Le tabloïd espagnol Larazon est, en effet, le premier à faire le lien entre l’alignement indigne de l’Espagne sur le projet marocain d’autonomie du Sahara occidental et la décision de «l’Algérie de fermer son marché aux boeufs espagnols». «Les autorités algériennes ont commencé à mettre des obstacles bureaucratiques à l’entrée du bétail vivant en provenance d’Espagne, et ce en raison de son récent rapprochement avec Rabat, rapporte, ce jeudi,le journal espagnol. Le même quotidien évoque, par ailleurs, «une série d’accrocs» qui ont fini par gripper les relations algéro-espagnoles. Ce qui a mené à la fermeture du marché algérien aux agriculteurs et opérateurs commerciaux espagnols.

«Cela peut paraître mineur dans le contexte global des relations commerciales entre l’Espagne et l’Algérie, si l’on compare le volume économique de nos ventes de bétail à celui des importations de gaz de ce pays, mais c’est un fait significatif» relève le même média qui laisse entendre que l’Espagne laisse des plumes en optant pour la voie de l’autonomie et en s’alignant sur la position de Rabat, alors que d’autres pays européens gagnent les faveurs d’Alger, à l’instar de l’Italie dont le Premier ministre Mario Draghi a annoncé un accord avec l’Algérie pour obtenir des volumes plus importants de livraisons de gaz.

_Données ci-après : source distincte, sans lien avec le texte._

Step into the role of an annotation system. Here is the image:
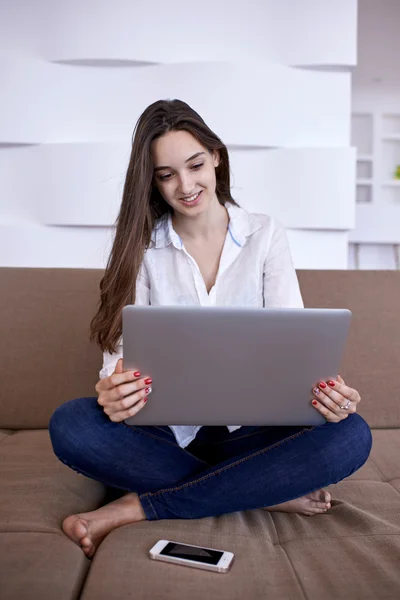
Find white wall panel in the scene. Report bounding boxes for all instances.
[0,0,356,268]
[230,148,355,230]
[0,0,357,65]
[349,204,400,244]
[0,59,350,147]
[0,224,113,269]
[288,229,348,269]
[0,143,130,226]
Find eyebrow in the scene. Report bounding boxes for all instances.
[154,152,205,171]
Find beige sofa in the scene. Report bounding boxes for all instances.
[0,268,400,600]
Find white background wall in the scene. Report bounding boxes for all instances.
[349,0,400,269]
[0,0,357,269]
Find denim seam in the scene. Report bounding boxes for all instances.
[143,425,317,497]
[124,423,210,467]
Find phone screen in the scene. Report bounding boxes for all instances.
[160,542,223,565]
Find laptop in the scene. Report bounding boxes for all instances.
[122,305,352,426]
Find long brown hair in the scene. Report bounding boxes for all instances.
[90,99,237,353]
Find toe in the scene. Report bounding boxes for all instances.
[324,490,332,504]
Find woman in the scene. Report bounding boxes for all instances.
[49,100,372,558]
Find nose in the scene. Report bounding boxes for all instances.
[178,173,194,196]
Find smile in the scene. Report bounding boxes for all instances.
[182,192,201,202]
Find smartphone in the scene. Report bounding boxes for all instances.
[149,540,235,573]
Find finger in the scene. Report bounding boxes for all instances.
[110,396,147,422]
[316,379,361,406]
[99,371,146,391]
[107,379,152,414]
[312,398,348,423]
[313,380,347,407]
[114,358,124,373]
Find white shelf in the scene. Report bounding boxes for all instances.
[382,180,400,187]
[382,133,400,142]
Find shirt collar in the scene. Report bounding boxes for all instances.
[150,202,262,250]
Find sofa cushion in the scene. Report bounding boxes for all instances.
[0,430,400,600]
[0,429,106,534]
[0,531,90,600]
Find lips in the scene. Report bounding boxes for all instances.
[181,192,201,202]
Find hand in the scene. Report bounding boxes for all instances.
[95,358,152,423]
[312,375,361,423]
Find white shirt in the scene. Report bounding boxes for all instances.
[99,203,304,448]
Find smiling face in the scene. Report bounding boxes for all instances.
[151,131,219,216]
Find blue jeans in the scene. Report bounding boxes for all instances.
[49,397,372,521]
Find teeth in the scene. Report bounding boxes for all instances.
[183,192,200,202]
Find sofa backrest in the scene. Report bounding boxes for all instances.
[0,267,400,429]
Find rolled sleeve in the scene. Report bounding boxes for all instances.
[99,265,150,379]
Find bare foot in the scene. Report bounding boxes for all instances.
[263,490,331,517]
[62,493,146,558]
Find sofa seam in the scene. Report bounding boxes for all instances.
[116,528,400,546]
[279,542,309,600]
[269,504,308,600]
[124,423,211,467]
[368,455,386,481]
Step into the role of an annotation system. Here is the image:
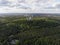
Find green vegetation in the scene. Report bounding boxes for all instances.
[0,17,60,45]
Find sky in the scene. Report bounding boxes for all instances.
[0,0,60,13]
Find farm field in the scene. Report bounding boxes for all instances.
[0,16,60,45]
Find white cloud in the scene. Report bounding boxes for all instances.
[0,0,60,13]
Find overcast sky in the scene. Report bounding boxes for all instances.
[0,0,60,13]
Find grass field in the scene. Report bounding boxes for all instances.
[0,16,60,45]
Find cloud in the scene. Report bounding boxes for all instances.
[0,0,60,13]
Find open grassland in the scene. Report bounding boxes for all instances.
[0,17,60,45]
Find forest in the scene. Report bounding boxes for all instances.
[0,16,60,45]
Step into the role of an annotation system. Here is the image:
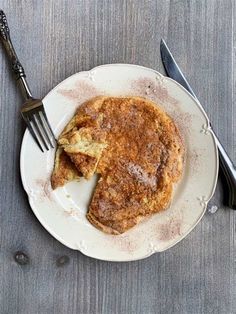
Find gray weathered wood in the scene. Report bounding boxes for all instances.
[0,0,236,314]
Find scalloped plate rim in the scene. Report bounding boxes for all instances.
[20,63,219,262]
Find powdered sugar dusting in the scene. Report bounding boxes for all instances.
[57,80,98,104]
[158,218,182,241]
[111,234,140,254]
[35,178,53,201]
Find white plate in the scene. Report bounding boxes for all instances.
[20,64,218,261]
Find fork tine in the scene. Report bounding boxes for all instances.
[37,111,54,148]
[23,116,44,153]
[31,114,49,150]
[41,107,56,142]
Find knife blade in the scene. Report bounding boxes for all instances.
[160,39,236,209]
[160,39,197,98]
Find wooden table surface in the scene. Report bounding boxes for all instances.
[0,0,236,314]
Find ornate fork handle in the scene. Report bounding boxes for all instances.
[0,10,32,100]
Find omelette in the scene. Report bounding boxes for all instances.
[51,96,185,234]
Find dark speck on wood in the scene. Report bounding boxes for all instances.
[14,251,29,265]
[56,255,70,267]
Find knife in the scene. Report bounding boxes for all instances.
[160,39,236,209]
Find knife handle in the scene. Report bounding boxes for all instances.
[213,132,236,209]
[0,10,32,100]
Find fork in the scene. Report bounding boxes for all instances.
[0,10,56,152]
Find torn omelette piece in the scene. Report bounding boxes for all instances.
[52,97,184,234]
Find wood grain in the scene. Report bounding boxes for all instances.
[0,0,236,314]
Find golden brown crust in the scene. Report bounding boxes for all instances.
[51,148,80,189]
[51,97,184,234]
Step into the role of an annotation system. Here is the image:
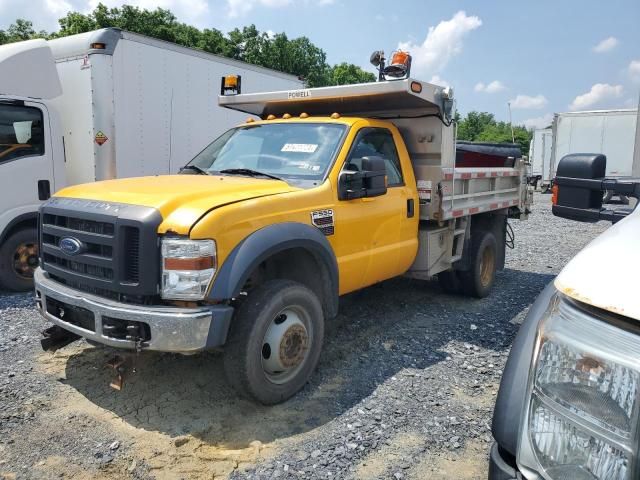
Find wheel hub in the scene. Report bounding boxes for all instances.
[261,309,310,383]
[280,325,308,368]
[13,243,38,278]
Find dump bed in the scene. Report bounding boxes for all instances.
[219,78,530,221]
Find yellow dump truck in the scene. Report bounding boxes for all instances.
[35,78,531,404]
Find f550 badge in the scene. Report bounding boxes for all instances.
[311,209,334,236]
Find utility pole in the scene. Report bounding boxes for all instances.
[507,102,516,143]
[631,89,640,177]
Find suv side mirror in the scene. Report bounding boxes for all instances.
[338,157,387,200]
[552,153,640,223]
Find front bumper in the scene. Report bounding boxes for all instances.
[489,443,524,480]
[34,268,233,353]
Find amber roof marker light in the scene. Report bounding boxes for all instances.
[220,75,242,96]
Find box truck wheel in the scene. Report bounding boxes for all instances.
[460,230,498,298]
[438,270,462,293]
[0,228,38,292]
[224,280,324,405]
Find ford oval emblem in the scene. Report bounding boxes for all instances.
[58,237,83,255]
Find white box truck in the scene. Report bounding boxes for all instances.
[549,109,638,202]
[0,28,302,290]
[529,128,553,191]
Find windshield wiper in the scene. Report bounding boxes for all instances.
[220,168,282,180]
[180,165,210,175]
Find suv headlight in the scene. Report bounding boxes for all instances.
[518,296,640,480]
[161,238,216,300]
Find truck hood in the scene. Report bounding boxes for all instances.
[56,175,299,235]
[555,209,640,321]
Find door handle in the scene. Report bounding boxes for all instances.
[407,198,415,218]
[38,180,51,200]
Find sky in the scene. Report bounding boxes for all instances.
[0,0,640,128]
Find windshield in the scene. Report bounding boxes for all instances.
[189,123,346,186]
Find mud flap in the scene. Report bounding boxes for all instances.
[40,325,80,352]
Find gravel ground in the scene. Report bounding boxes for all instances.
[0,194,608,480]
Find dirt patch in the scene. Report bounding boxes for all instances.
[355,433,424,480]
[33,344,343,479]
[406,442,488,480]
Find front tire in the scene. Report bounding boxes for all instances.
[438,270,462,294]
[224,280,324,405]
[460,230,498,298]
[0,228,38,292]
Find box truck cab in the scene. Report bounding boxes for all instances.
[0,40,65,289]
[0,28,302,290]
[35,62,531,404]
[489,154,640,480]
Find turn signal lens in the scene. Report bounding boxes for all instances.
[161,238,216,300]
[164,257,215,270]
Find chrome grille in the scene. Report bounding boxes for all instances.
[40,197,162,303]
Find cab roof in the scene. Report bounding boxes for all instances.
[218,78,448,119]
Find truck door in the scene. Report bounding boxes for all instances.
[335,127,418,293]
[0,101,53,290]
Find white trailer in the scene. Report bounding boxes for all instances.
[529,128,553,190]
[549,109,638,199]
[0,29,302,290]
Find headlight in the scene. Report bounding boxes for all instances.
[518,298,640,480]
[161,238,216,300]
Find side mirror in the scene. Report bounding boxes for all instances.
[552,153,640,223]
[552,153,607,222]
[338,157,387,200]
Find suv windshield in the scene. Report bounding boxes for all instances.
[187,123,346,186]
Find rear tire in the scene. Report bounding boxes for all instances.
[224,280,324,405]
[438,270,462,294]
[460,230,498,298]
[0,228,38,292]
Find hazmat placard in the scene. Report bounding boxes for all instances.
[96,131,109,145]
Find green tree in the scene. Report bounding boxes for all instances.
[0,18,47,45]
[458,112,496,142]
[457,112,532,154]
[0,3,375,87]
[331,63,376,85]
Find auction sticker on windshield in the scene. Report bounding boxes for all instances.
[280,143,318,153]
[287,89,311,100]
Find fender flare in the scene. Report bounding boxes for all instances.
[491,280,557,457]
[208,222,339,318]
[0,212,38,244]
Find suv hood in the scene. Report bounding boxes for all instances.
[56,175,299,235]
[555,208,640,321]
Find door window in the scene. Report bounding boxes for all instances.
[0,104,44,163]
[343,128,404,187]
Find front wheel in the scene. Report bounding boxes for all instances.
[460,231,498,298]
[224,280,324,405]
[0,228,38,292]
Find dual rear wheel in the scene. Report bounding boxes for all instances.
[438,230,498,298]
[0,228,38,292]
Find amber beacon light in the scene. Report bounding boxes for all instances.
[220,75,242,95]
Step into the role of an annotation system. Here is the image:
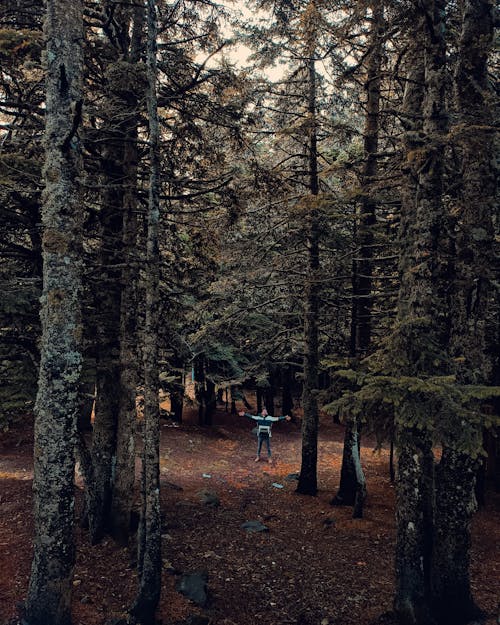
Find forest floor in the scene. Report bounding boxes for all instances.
[0,404,500,625]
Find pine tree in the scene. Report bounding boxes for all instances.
[24,0,83,625]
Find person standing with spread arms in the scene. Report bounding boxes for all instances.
[238,408,291,463]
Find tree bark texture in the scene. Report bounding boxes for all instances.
[131,0,161,625]
[24,0,83,625]
[431,447,480,625]
[332,2,384,517]
[297,56,319,495]
[432,0,496,624]
[394,0,449,625]
[109,4,145,545]
[394,430,434,625]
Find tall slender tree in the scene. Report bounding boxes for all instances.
[131,0,161,625]
[431,0,495,623]
[297,1,320,495]
[332,2,384,517]
[25,0,83,625]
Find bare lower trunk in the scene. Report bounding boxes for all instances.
[332,2,384,518]
[431,448,480,625]
[24,0,83,625]
[331,419,359,506]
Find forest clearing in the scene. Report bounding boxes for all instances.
[0,410,500,625]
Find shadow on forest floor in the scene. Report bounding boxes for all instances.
[0,411,500,625]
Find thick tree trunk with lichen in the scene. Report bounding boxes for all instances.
[109,4,145,545]
[78,2,144,544]
[432,0,495,625]
[24,0,83,625]
[297,53,319,495]
[394,430,434,625]
[131,0,161,625]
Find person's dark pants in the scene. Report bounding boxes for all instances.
[257,434,271,458]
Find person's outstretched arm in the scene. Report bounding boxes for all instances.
[238,410,261,421]
[266,415,292,422]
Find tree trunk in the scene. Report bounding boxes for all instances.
[331,419,359,506]
[432,0,495,625]
[256,386,262,414]
[394,0,445,625]
[394,430,434,625]
[431,448,481,625]
[131,0,161,625]
[297,49,319,495]
[109,4,145,545]
[281,365,293,416]
[24,0,83,625]
[332,2,385,517]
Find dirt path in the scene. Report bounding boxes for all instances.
[0,412,500,625]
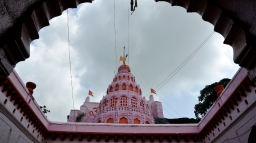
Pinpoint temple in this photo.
[68,61,163,124]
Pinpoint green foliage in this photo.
[194,78,230,120]
[39,105,50,114]
[76,112,86,122]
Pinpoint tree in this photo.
[194,78,230,121]
[39,105,50,114]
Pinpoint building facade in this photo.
[0,68,256,143]
[68,64,163,124]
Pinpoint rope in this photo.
[114,0,117,70]
[67,9,77,132]
[127,0,130,64]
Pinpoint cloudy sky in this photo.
[15,0,239,121]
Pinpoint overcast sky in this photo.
[15,0,239,121]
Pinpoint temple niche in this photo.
[68,64,163,124]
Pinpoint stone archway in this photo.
[0,0,256,81]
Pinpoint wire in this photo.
[156,31,214,91]
[67,9,77,132]
[114,0,117,70]
[131,59,151,87]
[131,56,179,117]
[128,0,130,64]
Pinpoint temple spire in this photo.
[120,47,128,65]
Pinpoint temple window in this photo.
[110,97,117,107]
[135,86,139,93]
[122,84,126,90]
[131,97,137,108]
[103,100,108,108]
[119,117,128,124]
[133,118,140,124]
[129,84,133,91]
[120,96,127,106]
[115,84,119,91]
[107,118,114,123]
[140,101,144,110]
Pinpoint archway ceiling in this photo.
[0,0,256,80]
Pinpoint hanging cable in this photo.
[131,56,182,117]
[157,31,214,91]
[114,0,117,70]
[127,0,130,64]
[67,9,77,132]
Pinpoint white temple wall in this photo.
[0,87,42,143]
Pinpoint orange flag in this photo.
[88,90,93,96]
[120,56,125,62]
[150,88,156,94]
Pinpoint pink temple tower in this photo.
[93,62,154,124]
[68,56,163,124]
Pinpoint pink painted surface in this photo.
[198,68,247,131]
[8,70,49,128]
[48,122,198,134]
[6,68,252,140]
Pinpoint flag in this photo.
[88,90,93,96]
[150,88,156,94]
[120,56,125,62]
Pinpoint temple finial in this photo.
[120,47,128,65]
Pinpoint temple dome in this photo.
[118,64,131,72]
[93,63,154,124]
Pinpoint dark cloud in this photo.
[16,0,238,121]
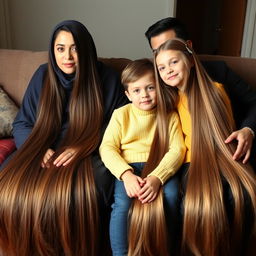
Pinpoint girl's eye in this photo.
[71,46,77,52]
[57,47,64,52]
[148,85,155,91]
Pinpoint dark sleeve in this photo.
[203,61,256,133]
[13,64,47,148]
[98,62,129,126]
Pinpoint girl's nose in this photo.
[168,67,173,74]
[142,90,148,97]
[65,50,72,60]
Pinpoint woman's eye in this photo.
[57,47,64,52]
[71,46,77,52]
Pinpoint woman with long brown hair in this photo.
[0,20,126,256]
[155,39,256,256]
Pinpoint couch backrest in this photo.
[199,55,256,90]
[0,49,256,105]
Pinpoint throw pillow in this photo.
[0,86,18,138]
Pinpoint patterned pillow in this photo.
[0,86,18,138]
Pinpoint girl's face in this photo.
[54,30,78,74]
[156,50,189,90]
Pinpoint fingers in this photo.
[41,149,54,168]
[139,190,157,204]
[225,132,237,143]
[53,150,74,167]
[243,149,251,164]
[233,141,245,160]
[225,127,253,163]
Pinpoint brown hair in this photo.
[0,21,103,256]
[155,39,256,256]
[126,59,178,256]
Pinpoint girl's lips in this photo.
[167,74,178,80]
[64,63,75,68]
[141,100,151,104]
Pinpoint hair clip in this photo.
[185,43,193,54]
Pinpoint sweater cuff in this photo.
[244,126,255,138]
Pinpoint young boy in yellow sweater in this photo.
[100,59,186,256]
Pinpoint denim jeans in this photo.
[110,163,180,256]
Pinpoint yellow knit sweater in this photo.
[100,104,186,183]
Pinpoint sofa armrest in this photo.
[0,138,16,165]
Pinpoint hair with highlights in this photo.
[155,39,256,256]
[0,22,103,256]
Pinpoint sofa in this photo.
[0,49,256,165]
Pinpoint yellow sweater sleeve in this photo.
[99,110,133,179]
[148,112,186,184]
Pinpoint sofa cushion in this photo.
[0,139,16,165]
[0,86,18,138]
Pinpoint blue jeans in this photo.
[110,163,180,256]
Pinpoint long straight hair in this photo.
[0,21,103,256]
[122,59,178,256]
[155,39,256,256]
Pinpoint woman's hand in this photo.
[53,148,77,167]
[41,148,54,168]
[138,176,161,204]
[121,170,145,198]
[225,127,253,164]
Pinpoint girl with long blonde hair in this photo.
[100,59,185,256]
[0,20,126,256]
[155,39,256,256]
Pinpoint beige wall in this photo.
[8,0,176,59]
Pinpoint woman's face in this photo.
[54,30,78,74]
[156,50,189,89]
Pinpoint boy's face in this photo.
[125,73,156,110]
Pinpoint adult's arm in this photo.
[13,64,47,148]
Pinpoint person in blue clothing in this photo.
[145,17,256,171]
[0,20,127,256]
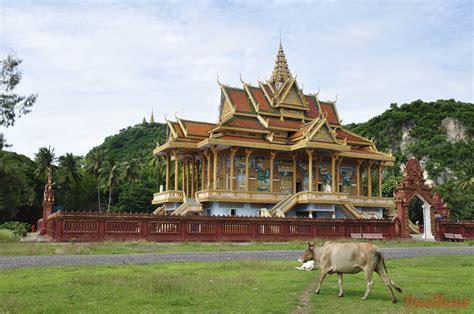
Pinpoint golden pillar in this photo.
[306,148,313,191]
[356,159,363,196]
[212,146,219,190]
[270,151,277,193]
[292,153,296,194]
[229,147,237,191]
[165,153,170,191]
[377,162,384,197]
[336,157,342,192]
[367,160,374,197]
[331,154,337,193]
[173,150,178,191]
[245,148,252,192]
[201,154,206,190]
[191,155,196,197]
[314,156,320,191]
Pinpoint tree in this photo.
[35,146,56,179]
[0,54,38,150]
[122,158,140,190]
[99,160,120,211]
[86,149,105,211]
[58,153,81,190]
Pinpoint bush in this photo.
[0,229,20,243]
[0,221,30,237]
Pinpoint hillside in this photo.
[346,99,474,219]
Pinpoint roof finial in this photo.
[272,38,292,83]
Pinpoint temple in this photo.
[153,43,396,218]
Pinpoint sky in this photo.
[0,0,473,158]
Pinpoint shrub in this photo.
[0,229,20,243]
[0,221,30,237]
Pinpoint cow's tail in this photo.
[376,251,403,293]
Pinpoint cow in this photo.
[299,242,403,303]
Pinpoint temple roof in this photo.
[155,43,394,161]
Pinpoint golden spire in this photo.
[272,39,292,83]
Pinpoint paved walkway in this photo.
[0,246,474,269]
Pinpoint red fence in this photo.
[46,212,398,242]
[438,221,474,240]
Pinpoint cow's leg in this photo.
[315,269,331,293]
[375,264,397,303]
[362,268,374,300]
[337,273,344,297]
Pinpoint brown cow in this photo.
[300,242,402,303]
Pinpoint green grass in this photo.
[0,256,474,313]
[0,240,473,256]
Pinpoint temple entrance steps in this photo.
[342,203,368,219]
[408,220,420,234]
[171,198,203,216]
[270,192,301,217]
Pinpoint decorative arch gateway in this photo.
[395,157,449,240]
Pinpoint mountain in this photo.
[346,99,474,219]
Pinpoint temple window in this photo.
[275,159,293,194]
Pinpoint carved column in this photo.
[173,150,178,191]
[367,160,374,197]
[292,153,296,194]
[165,153,170,191]
[306,149,313,191]
[181,159,187,195]
[377,162,384,197]
[229,147,237,191]
[336,157,342,192]
[356,159,363,196]
[245,149,252,192]
[331,154,337,193]
[201,153,206,190]
[212,146,219,190]
[314,156,320,191]
[191,155,196,197]
[270,151,277,193]
[206,150,212,190]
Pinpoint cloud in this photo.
[0,1,473,156]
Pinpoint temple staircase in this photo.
[270,192,301,217]
[171,198,203,216]
[408,219,420,234]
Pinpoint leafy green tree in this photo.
[86,149,105,211]
[121,158,140,189]
[0,54,38,150]
[58,153,81,189]
[99,160,121,211]
[35,146,56,179]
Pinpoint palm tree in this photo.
[99,160,120,212]
[35,146,56,179]
[59,153,81,187]
[86,149,104,211]
[121,158,140,189]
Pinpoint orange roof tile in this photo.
[268,118,303,129]
[227,88,254,112]
[181,120,216,137]
[225,116,264,130]
[319,101,339,125]
[250,87,273,111]
[336,129,370,143]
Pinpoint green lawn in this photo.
[0,240,472,256]
[0,256,474,313]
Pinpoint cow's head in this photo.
[298,242,316,263]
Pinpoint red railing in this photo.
[46,212,398,242]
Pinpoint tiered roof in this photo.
[155,43,394,162]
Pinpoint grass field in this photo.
[0,240,473,256]
[0,256,474,313]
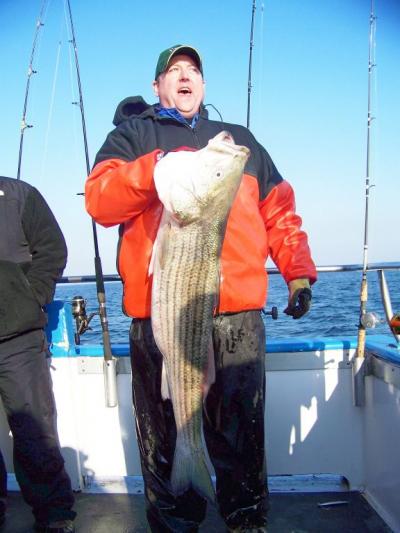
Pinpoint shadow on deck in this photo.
[0,492,392,533]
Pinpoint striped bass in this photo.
[150,131,250,500]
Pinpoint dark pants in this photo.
[0,330,75,523]
[130,311,268,533]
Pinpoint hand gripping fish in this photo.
[150,131,250,500]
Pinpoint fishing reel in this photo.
[360,312,384,329]
[262,305,278,320]
[71,296,99,344]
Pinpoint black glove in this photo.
[283,279,312,319]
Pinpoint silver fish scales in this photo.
[152,132,249,499]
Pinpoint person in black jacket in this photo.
[0,176,76,533]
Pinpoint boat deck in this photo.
[0,492,392,533]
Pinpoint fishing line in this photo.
[64,0,79,181]
[204,104,224,122]
[40,26,62,183]
[258,2,264,115]
[17,0,48,179]
[356,0,376,360]
[66,0,118,407]
[246,0,256,128]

«À notre connaissance, le gouvernement d’Alger a décidé d’augmenter le prix de ce dernier produit énergétique, toujours de nature stratégique, mais plus en ce moment, à l’égard de l’Espagne» a noté le quotidien espagnol en relevant que «l’Algérie a tourné les yeux vers l’Italie en tant que partenaire privilégié en Méditerranée. La fermeture du marché algérien aux boeufs espagnols est un signe qui ne trompe pas. Quelque chose a changé entre l’Espagne et l’Algérie».


Larazon signale enfin que l’augmentation des prix des matières premières et des produits alimentaires, conjuguée au coût exorbitant de l’énergie, du fait du contexte géopolitique actuel, augurent de lendemains difficiles pour l’Espagne, connue pour être l’un des plus gros consommateurs du gaz algérien. « L’impact du prix du gaz algérien se fera sentir dans les prochains mois. Tout porte à croire que le pire est encore à venir, c’est-à-dire que cette tendance à la hausse des prix des produits alimentaires et du carburant est là pour durer, du moins à court et moyen terme» avertit le journal, présageant ainsi que l’Espagne risque de bouffer de la vache enragée. Rappelons que la position du gouvernement de Pedro Sanchez sur le conflit au Sahara occidental a suscité un tollé d’indignation.

D’abord en Espagne, où, le Parlement espagnol a voté une proposition réaffirmant le droit inaliénable du peuple sahraoui à l’autodétermination conformément aux résolutions des Nations unies, dénonçant le changement de position «unilatéral et illégal» du Premier ministre Pedro Sanchez sur le Sahara occidental. Au cours d’intenses débats sur le Sahara occidental, les groupes parlementaires avaient vivement dénoncé la position défendue par le Premier ministre, Pedro Sanchez, la qualifiant de «trahison» du peuple sahraoui, et exigé qu’il transmette un message «clair» au roi du Maroc que «le seul cadre que l’Espagne puisse défendre est celui de la légalité internationale soutenant le droit inaliénable du peuple sahraoui à l’autodétermination».